FIG. 2 is a diagram for explaining a structure of a main part of a cooling pipe as a cooling unit in the photovoltaic power generation system shown in FIG. FIG. 2A is a diagram schematically showing a vertical cross section of the cooling pipe, and FIG. 2B is a diagram schematically showing a horizontal cross section of the cooling pipe.

FIG. 3 is a diagram for explaining a laminar flow state of a flow of a fluid refrigerant in a cooling pipe shown in FIG. 2;

FIG. 4 is a view for explaining a turbulent state of a flow of a fluid refrigerant in the cooling pipe shown in FIG. 2;

FIG. 5 is a diagram for explaining cooling characteristics of a cooling unit in the solar power generation system shown in FIG.

FIG. 6 is a diagram for explaining temperature rise characteristics in the solar power generation system shown in FIG.

FIG. 7 is a diagram schematically showing a configuration of a main part of another example of the photovoltaic power generation system of the present invention.
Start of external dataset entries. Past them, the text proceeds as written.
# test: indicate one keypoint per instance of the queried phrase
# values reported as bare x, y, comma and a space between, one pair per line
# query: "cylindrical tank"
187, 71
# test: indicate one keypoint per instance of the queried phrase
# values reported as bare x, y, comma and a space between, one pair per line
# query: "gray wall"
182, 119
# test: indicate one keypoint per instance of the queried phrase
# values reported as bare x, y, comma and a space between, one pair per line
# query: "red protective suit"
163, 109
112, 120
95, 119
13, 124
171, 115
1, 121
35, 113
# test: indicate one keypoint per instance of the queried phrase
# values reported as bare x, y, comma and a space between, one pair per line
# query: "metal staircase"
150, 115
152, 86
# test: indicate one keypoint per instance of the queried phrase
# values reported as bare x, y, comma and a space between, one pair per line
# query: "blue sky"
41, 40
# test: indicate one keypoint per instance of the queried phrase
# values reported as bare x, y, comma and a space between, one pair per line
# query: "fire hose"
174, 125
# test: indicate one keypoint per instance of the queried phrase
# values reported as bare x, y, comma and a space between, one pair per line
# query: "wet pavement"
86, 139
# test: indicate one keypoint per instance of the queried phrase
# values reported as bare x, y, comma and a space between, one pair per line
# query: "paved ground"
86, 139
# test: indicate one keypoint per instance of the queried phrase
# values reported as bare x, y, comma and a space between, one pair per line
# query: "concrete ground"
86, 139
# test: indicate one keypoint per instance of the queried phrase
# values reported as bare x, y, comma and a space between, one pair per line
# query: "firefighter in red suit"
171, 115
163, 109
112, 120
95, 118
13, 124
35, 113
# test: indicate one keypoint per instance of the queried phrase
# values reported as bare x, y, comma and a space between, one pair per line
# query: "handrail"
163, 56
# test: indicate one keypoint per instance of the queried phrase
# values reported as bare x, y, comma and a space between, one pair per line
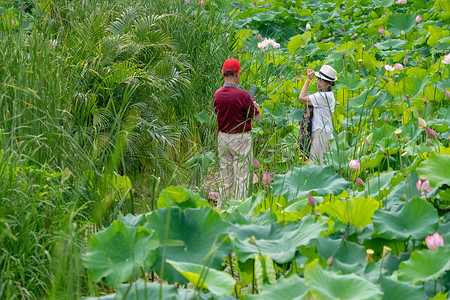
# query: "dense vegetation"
107, 120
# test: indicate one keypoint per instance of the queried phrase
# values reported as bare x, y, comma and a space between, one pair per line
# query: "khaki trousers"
319, 145
236, 156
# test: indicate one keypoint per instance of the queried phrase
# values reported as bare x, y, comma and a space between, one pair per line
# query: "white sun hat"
327, 73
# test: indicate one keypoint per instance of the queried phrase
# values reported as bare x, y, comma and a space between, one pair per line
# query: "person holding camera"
323, 102
235, 110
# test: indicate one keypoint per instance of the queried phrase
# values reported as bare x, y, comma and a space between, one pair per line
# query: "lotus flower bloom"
446, 60
423, 186
422, 123
266, 178
354, 164
255, 178
256, 163
431, 133
389, 68
311, 200
359, 182
434, 241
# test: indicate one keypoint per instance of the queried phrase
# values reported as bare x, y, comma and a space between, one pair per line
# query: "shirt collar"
229, 84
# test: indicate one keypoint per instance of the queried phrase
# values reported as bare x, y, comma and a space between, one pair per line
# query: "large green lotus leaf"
356, 211
195, 235
394, 290
437, 169
292, 288
299, 182
218, 283
392, 43
425, 265
399, 22
417, 219
278, 241
378, 186
180, 196
330, 285
119, 252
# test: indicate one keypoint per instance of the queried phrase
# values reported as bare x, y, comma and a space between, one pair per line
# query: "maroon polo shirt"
234, 109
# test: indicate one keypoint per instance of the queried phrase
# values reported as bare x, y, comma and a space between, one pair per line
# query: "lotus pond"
123, 203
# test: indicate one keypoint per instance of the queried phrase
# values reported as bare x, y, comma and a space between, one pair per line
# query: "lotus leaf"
425, 265
180, 196
437, 169
119, 252
356, 211
417, 219
196, 235
330, 285
292, 288
278, 241
394, 290
299, 182
218, 283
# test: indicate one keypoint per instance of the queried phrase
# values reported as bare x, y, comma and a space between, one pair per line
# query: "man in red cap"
235, 111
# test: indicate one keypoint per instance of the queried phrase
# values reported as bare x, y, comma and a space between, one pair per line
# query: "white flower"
446, 59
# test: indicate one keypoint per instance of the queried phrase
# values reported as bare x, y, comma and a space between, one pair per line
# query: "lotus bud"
431, 133
359, 182
330, 261
266, 178
311, 200
252, 241
422, 123
434, 241
386, 251
256, 163
255, 178
354, 164
369, 253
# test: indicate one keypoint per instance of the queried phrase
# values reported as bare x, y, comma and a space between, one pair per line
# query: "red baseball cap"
231, 65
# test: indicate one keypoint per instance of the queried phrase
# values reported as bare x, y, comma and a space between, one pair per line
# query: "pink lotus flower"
255, 178
431, 133
311, 200
423, 186
266, 178
422, 123
256, 163
354, 164
446, 60
389, 68
359, 182
434, 241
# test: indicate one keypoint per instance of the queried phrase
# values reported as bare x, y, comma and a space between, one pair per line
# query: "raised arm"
304, 98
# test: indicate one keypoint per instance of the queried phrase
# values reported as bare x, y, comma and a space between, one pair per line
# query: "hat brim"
322, 77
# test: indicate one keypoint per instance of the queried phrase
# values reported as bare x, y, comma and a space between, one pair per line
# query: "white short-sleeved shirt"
323, 103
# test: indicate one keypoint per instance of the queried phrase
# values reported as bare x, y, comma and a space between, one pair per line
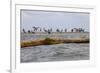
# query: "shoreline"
52, 41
8 is a diagram schematically illustrating an example of a circuit configuration related to driving of a solar cell in the solar power generation system illustrated in FIG. 7 and driving of a cooling unit when cooling the solar cell.

[Explanation of symbols]

 101 Sun 107 Output extraction line 108, 708 Power conversion means 109, 709 Output detection means 120, 720 Solar cell 121 Cooling pipe 121a Heat dissipation expansion surface (fin) 122 Driving means 123, 723 Storage operation means 124, 724 Control means 130, 730 Cooling means 201 Refrigerant 702 Photoelectric converter 703 Reflector 704 Support member 705 Mount 721 Cooling fan 801 Power conversion circuit 803, 805 Current transformer 804, 806 Connection point

 ──────────────────────────────────────────────────続 き Continuing on the front page (72) Inventor Tetsu Shiomi 3-30-2 Shimomaruko, Ota-ku, Tokyo Inside Canon Inc. (72) Inventor Hidehisa Makita 3-30-2 Shimomaruko, Ota-ku, Tokyo Canon F term in reference (reference) 5F051 JA02 JA20 KA02 KA03 KA10 5G066 CA08 HB06

Claims (8)

[Claims] In a photovoltaic power generation system having at least a solar cell and a cooling mechanism, the cooling mechanism optimizes the cooling means for cooling the solar cell and the cooling means according to the output of the solar cell. And a storage operation means for storing or calculating a proper cooling drive state, wherein the cooling means is driven based on an output of the storage operation means. 2. The solar power generation system according to claim 1, wherein the output of the solar cell is power or current from the solar cell. 3. The photovoltaic power generation system according to claim 1, wherein said cooling means is a cooling means using a fluid refrigerant. 4. The storage arithmetic means has a clock function and stores a standard temperature of the installation environment of the solar cell at each time, and drives the cooling means in accordance with the standard temperature. The solar power generation system according to any one of 1 to 3. 5. The photovoltaic power generation system according to claim 1, further comprising output detection means for detecting the output of said solar cell. 6. The photovoltaic power generator according to claim 2, further comprising power conversion means for converting the power output from said solar cell, wherein said storage operation means is included in said power conversion means. system. 7. The power conversion device according to claim 1, further comprising output detection means for the power output from said solar cell, and power conversion means for said output power, said output detection means being included in said power conversion means. The solar power generation system according to any one of 2, 3, 4, and 6. 8. The system according to claim 1, further comprising a sun tracking mechanism.
A solar power generation system according to any one of the above.